L’intelligenza artificiale è un progetto di ricerca che (in termini moderni) ha più o meno sessant’anni. L’idea è quella di costruire macchine capaci di ragionare come esseri umani. Quindi non solo di eseguire compiti standardizzati in risposta a stimoli precisi, ma anche di imparare, di correggersi, e di interagire con altri sistemi intelligenti. Cioè con altre macchine o uomini in carne e ossa. Di sistemi intelligenti in questo senso, molto sta arrivando ma qualcosa è già qua.
Come i primi psicoterapeuti virtuali, addirittura migliori, a volte, di quelli in camice bianco. Uno lo ha inventato Fjola Helgadottir, una ricercatrice di psicologia clinica di Oxford che al giornalista scientifico John Bohannon l’ha spiegata così: «In certe circostanze la terapia computerizzata ha più successo senza intervento umano. Cioè: in molti casi le persone non sono del tutto adatte a fare i terapeuti». Mentre un computer può essere più distaccato e oggettivo. Ma a chi interessa uno psicoterapeuta virtuale? Per esempio all’esercito americano, che ha finanziato lo sviluppo di un altro sistema, chiamato Ellie e realizzato all’Università della Southern California, che usa l’intelligenza artificiale e la realtà virtuale per diagnosticare e trattare i traumi psicologici dei veterani di guerra. Ellie non si limita a fare domande al paziente, ma ne studia anche le espressioni facciali, la postura, i movimenti delle mani e la dinamica della voce: cioè impara a conoscerlo davvero, grazie ad algoritmi instancabili e precisi, più di un cervello umano. È una macchina che impara a conoscere un uomo, e dopo averne conosciuti tanti potrà leggere l’Uomo in generale, e capirlo meglio di come lui stesso sappia fare.
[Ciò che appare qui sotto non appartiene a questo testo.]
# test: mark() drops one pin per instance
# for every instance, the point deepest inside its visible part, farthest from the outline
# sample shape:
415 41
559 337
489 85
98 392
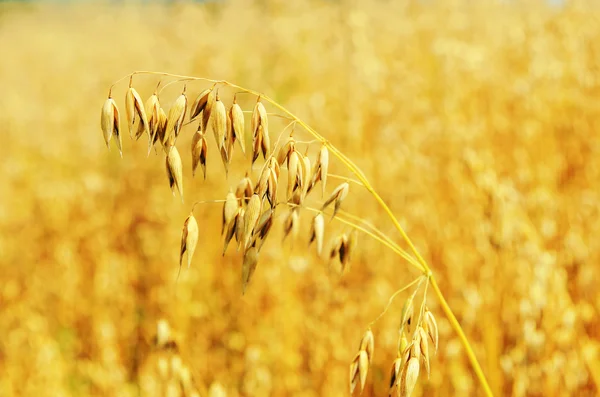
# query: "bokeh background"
478 122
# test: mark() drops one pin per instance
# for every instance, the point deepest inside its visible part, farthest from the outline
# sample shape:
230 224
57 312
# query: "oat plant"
283 183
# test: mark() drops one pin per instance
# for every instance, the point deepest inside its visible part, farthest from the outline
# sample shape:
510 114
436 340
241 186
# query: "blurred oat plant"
249 211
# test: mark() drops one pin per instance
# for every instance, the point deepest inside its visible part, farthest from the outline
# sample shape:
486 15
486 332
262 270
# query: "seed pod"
265 143
200 103
291 224
239 227
424 348
219 122
285 150
207 111
408 311
248 267
175 171
272 188
189 239
367 344
199 151
409 376
109 121
430 326
293 166
175 118
317 231
161 129
323 162
257 144
152 109
338 195
134 106
237 124
230 209
250 218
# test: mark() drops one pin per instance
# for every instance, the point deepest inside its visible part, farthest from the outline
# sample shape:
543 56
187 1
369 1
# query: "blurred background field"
478 122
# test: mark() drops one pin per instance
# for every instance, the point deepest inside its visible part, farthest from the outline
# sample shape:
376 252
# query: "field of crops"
478 123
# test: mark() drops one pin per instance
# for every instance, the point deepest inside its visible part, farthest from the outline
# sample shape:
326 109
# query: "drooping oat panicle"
175 170
219 122
199 103
230 209
244 189
199 152
207 111
249 266
424 348
367 343
237 124
338 195
251 217
135 107
317 231
430 326
189 239
152 109
109 121
175 118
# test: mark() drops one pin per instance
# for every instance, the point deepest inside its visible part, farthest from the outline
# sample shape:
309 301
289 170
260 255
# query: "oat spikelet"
395 374
248 267
250 218
207 111
175 171
199 151
199 104
317 231
237 124
338 195
109 121
175 118
408 311
409 376
367 344
189 239
430 326
230 209
293 165
152 108
219 122
135 107
424 349
323 162
244 189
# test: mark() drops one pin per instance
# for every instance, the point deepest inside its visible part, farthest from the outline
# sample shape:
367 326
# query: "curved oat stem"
418 279
349 164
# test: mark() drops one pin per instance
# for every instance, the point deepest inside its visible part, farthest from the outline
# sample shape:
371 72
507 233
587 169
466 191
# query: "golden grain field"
478 123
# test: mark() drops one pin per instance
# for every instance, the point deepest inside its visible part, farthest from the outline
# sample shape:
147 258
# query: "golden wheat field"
478 123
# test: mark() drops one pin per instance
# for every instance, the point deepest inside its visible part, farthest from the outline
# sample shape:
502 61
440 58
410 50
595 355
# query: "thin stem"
418 279
345 178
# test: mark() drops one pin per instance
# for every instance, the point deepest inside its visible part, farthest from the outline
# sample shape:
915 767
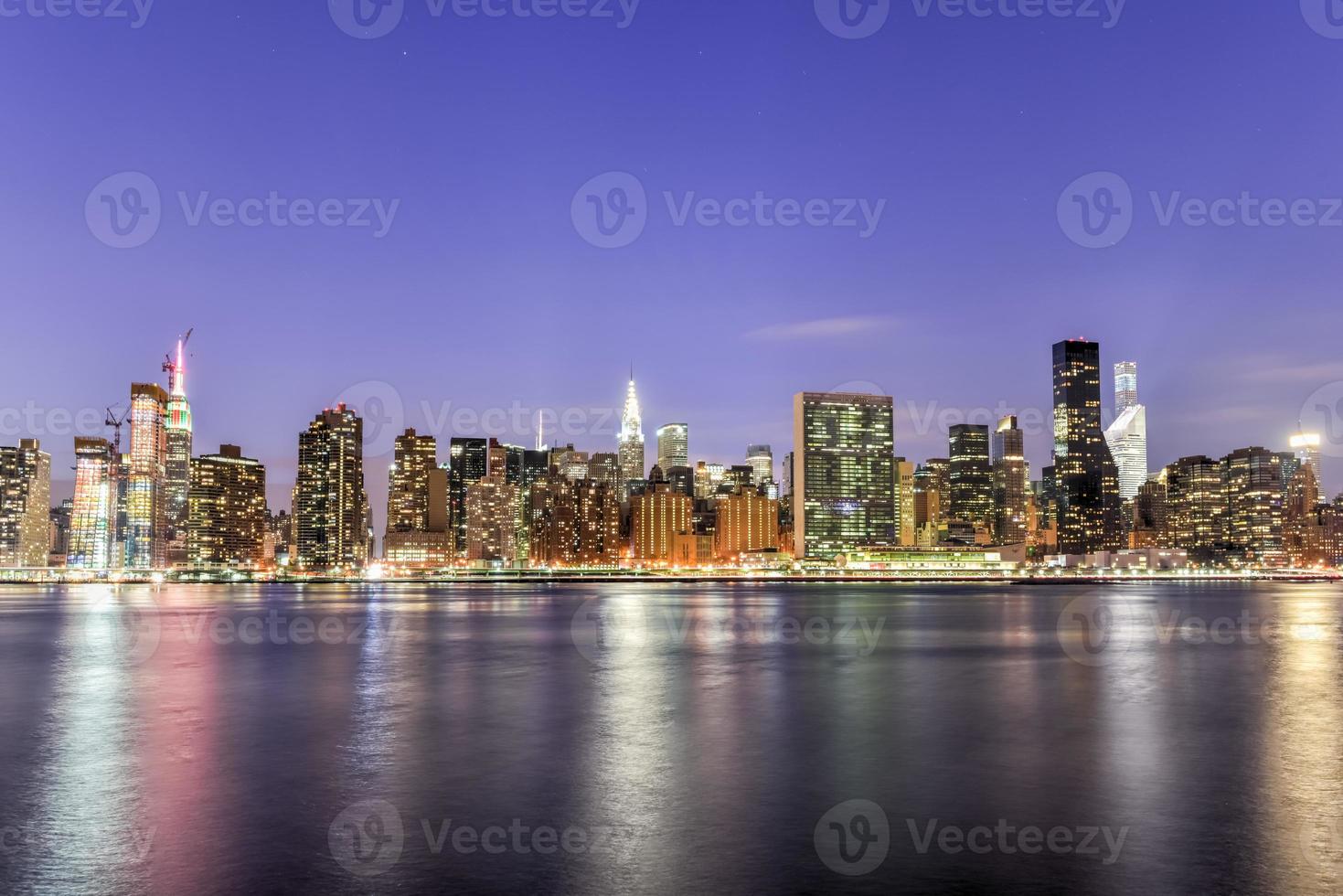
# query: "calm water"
672 739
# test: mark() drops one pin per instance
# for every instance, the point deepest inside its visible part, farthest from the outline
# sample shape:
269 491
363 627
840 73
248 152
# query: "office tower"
673 445
467 464
227 518
93 517
1085 475
59 546
632 437
971 477
146 469
746 521
657 515
25 506
905 516
1196 503
492 518
177 469
1127 435
1010 483
844 455
1150 524
331 504
761 458
1252 524
1306 448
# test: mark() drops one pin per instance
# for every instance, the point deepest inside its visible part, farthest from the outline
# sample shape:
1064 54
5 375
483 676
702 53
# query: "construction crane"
176 369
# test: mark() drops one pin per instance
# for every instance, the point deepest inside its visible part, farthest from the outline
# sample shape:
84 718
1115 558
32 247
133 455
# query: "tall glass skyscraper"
844 473
1085 477
1127 435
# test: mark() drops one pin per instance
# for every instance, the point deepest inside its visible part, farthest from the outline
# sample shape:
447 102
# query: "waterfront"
665 738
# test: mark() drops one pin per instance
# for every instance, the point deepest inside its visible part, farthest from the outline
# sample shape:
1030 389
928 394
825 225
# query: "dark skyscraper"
970 480
1085 475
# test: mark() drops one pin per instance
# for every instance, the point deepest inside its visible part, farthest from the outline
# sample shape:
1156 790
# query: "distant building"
145 481
673 445
227 518
1011 483
331 504
844 468
25 506
1085 475
1127 435
971 477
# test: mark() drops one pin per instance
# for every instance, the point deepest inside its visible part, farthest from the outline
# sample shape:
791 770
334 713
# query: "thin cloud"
824 328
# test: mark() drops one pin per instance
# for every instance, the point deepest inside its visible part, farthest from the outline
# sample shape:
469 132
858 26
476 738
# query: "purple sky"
484 294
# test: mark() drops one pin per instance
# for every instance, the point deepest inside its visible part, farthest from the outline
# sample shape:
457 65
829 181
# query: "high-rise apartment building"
1011 483
673 445
844 468
146 470
25 506
1127 435
227 518
971 480
1085 477
331 504
93 517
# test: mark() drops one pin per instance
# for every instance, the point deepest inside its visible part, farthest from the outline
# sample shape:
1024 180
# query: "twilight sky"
484 293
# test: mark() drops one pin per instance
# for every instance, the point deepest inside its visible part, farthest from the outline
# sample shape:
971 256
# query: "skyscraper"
469 463
227 520
1010 483
971 477
1085 477
331 503
146 470
25 506
177 469
630 446
1127 435
93 518
844 468
673 446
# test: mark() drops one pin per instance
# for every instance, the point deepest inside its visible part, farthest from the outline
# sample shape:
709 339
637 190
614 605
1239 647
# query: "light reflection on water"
151 753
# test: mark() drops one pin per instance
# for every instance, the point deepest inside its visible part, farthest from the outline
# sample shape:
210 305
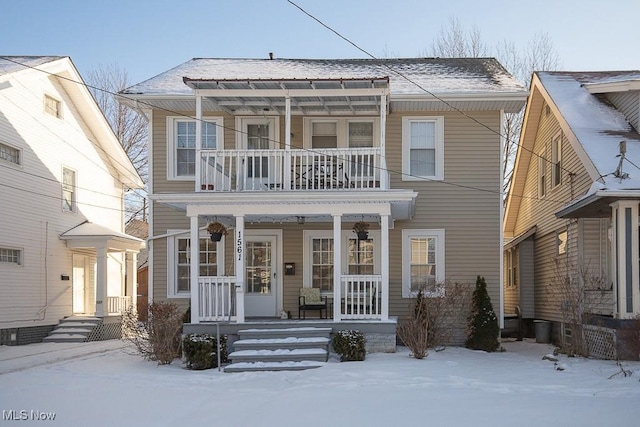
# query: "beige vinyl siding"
470 218
629 105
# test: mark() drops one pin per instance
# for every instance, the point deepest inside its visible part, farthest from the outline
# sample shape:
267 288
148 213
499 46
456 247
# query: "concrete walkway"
23 357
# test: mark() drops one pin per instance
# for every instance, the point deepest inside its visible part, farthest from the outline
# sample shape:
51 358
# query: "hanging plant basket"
217 230
361 229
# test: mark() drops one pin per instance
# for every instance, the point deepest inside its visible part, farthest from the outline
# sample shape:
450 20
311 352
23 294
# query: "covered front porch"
266 234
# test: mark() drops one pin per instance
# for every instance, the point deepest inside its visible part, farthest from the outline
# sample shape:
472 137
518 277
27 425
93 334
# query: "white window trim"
307 253
10 163
74 207
172 260
555 179
20 262
406 147
172 173
342 129
274 130
407 234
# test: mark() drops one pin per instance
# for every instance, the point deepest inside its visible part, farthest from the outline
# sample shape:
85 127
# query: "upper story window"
52 106
10 154
181 134
542 175
422 148
341 132
11 256
556 160
422 262
69 192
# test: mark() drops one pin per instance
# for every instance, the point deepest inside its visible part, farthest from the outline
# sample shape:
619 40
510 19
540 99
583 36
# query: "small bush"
413 332
159 337
349 345
483 323
201 351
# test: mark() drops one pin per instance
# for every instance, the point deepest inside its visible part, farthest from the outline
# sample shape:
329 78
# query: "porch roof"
90 235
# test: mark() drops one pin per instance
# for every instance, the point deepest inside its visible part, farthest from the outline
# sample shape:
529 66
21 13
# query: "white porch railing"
216 298
273 170
360 296
118 305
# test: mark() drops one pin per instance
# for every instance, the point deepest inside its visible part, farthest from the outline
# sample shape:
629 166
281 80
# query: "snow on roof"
12 64
598 126
438 75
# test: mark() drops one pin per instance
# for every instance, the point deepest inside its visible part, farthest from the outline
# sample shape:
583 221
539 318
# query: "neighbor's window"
556 161
423 148
179 248
10 256
52 106
422 262
182 144
561 242
69 193
9 154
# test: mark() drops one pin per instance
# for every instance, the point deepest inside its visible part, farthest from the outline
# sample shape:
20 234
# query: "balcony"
291 170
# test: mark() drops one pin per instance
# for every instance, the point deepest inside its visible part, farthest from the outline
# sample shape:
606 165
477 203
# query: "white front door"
79 283
261 276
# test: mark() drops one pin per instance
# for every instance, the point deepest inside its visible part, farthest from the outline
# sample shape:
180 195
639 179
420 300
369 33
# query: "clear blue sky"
147 37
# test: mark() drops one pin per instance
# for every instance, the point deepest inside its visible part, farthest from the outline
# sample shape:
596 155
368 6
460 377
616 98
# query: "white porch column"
337 266
625 257
384 268
287 143
240 268
132 279
194 268
384 175
198 141
102 277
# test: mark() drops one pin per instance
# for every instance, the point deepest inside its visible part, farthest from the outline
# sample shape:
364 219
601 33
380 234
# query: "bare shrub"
158 338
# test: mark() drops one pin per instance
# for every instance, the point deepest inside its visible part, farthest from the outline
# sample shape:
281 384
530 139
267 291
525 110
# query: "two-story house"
63 175
289 154
571 220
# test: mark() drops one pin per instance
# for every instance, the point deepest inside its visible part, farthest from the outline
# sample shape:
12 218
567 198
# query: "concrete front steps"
283 349
73 329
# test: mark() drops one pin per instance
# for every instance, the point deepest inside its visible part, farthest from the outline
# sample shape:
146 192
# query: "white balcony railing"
118 305
275 170
216 298
360 296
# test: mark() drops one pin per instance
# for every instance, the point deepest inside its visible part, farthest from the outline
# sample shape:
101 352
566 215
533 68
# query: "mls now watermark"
24 415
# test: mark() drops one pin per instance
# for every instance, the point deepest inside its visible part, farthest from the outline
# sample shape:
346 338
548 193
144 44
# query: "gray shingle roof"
437 75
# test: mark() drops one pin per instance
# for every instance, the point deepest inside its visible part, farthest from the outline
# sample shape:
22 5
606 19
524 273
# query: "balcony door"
259 134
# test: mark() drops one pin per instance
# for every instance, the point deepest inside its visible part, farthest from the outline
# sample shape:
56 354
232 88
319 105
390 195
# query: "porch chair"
310 299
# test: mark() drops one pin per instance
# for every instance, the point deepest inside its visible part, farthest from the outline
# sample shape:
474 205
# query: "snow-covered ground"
102 384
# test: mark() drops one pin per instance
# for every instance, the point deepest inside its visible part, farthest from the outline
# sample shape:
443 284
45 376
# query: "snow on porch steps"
289 349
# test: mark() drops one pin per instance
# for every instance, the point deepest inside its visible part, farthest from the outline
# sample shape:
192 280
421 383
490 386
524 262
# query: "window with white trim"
10 256
69 192
52 106
422 262
556 161
10 154
181 134
542 176
423 148
179 268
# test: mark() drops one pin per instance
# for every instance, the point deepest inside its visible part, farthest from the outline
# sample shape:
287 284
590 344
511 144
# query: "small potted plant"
361 228
217 230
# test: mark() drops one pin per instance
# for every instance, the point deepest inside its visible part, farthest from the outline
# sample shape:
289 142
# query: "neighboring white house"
63 175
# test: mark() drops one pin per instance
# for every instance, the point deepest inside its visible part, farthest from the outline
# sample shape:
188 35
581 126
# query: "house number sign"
239 245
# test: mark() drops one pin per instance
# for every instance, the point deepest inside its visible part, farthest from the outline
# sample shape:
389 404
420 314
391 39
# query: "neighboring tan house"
63 250
289 154
572 212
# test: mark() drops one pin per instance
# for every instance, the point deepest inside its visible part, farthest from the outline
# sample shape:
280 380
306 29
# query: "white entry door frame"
263 287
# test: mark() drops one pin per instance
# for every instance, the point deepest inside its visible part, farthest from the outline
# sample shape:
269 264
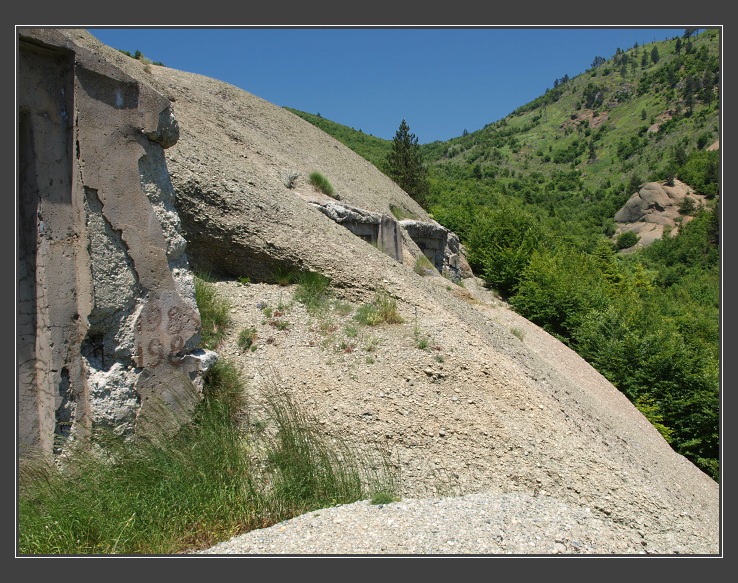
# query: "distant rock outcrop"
656 208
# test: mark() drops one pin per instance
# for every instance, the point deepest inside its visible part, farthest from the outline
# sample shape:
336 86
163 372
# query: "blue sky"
440 80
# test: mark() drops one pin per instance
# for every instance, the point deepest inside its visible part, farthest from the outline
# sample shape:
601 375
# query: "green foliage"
383 309
405 165
247 339
627 239
400 213
214 312
320 182
206 484
701 171
558 288
546 181
423 266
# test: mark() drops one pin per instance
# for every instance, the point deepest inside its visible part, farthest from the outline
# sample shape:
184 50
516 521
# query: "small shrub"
283 275
383 497
627 239
320 182
312 291
423 266
382 309
247 339
400 213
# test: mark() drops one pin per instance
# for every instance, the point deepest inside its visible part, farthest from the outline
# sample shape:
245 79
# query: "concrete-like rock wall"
107 325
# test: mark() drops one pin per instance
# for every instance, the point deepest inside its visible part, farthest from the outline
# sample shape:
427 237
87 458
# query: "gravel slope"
493 408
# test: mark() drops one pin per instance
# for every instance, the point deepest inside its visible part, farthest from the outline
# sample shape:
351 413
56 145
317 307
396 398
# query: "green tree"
405 165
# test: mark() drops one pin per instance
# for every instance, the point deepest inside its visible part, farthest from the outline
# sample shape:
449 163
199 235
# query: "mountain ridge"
506 407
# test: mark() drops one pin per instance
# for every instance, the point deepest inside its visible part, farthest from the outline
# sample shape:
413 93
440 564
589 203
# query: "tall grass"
214 311
212 480
383 308
206 484
143 496
319 181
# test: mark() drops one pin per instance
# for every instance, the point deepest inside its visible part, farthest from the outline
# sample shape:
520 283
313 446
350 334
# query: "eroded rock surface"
105 297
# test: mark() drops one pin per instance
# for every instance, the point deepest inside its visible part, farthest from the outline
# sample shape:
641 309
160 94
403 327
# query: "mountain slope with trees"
533 195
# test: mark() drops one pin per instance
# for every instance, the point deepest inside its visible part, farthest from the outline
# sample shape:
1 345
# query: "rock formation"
107 322
654 209
506 407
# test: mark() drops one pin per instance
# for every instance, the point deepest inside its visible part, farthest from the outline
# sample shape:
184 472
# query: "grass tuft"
214 311
319 181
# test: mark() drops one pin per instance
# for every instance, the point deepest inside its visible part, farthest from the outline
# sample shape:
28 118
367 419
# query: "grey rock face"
654 208
106 299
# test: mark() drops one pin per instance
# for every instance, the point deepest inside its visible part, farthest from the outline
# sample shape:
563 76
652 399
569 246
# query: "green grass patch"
401 213
383 308
319 181
313 292
247 339
217 477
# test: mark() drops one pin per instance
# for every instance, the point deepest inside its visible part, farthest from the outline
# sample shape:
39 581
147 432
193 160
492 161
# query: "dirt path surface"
492 411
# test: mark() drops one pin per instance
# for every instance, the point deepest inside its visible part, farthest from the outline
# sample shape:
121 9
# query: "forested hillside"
533 197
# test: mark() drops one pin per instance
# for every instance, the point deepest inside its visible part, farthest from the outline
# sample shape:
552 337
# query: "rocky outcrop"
379 230
441 246
107 322
654 209
493 403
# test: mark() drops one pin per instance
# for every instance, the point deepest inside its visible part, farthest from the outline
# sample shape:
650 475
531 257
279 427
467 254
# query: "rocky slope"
493 404
654 209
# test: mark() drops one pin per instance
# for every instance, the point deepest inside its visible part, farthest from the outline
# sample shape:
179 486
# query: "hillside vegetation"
533 196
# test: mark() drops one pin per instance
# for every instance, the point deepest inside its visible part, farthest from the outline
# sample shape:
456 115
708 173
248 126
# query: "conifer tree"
405 165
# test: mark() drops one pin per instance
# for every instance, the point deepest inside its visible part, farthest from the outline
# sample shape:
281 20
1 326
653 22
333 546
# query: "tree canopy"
405 165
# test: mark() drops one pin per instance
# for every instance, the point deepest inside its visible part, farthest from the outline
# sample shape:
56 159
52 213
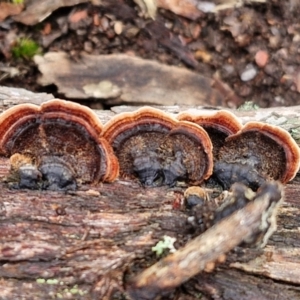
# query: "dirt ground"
253 46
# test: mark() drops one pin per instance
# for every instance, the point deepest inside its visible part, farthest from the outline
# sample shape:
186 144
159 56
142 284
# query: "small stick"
257 218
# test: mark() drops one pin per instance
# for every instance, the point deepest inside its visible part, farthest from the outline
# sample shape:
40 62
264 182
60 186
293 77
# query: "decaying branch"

Science non nasconde che scenari come questo possano renderci sospettosi, e persino spaventarci. Del resto, solo pochi mesi fa, anche due che non possono essere accusati di tecnofobia come Elon Musk (quello di Paypal, Tesla Motor, Space X e così via) e Stephen Hawking ( che alla tecnologia deve la propria voce e la propria sopravvivenza) avevano lanciato l’allarme sulla necessità di non renderle troppo intelligenti, queste macchine. «I trionfi nel campo dell’intelligenza artificiale – si legge nell’introduzione al numero speciale – sollevano domande che fino a poco tempo fa sembravano più da fantascienza che da scienza: chi ci assicura che la crescita delle macchine sarà interamente sotto il nostro controllo? E come sarà un mondo in cui computer intelligenti coabiteranno con l’umanità?».
Si tratterà di capire in fretta come gestire le macchine che analizzano i nostri dati personali, per esempio, e che miglioreranno il controllo della nostra salute e della nostra sicurezza, a discapito della nostra privacy. Si tratterà anche di costruire un mondo in cui psicoterapeuti, tassisti, infermieri, giornalisti e così via non saranno più necessari. Si tratterà di decidere se è “etico” usare l’intelligenza artificiale per fare la guerra, o se proprio quello dello scontro tra uomo e macchina dovrà essere un limite invalicabile nella nostra convivenza.
Di certo, c’è che da studiare c’è ancora molto. E capire come costruire macchine intelligenti significa anche capire che cos’è che rende “intelligenti” noi. Come impariamo a imparare, per esempio, o a capire le sottili differenze del linguaggio. Che cosa ci rende umani, insomma. La sfida è delicata, ma è anche entusiasmante.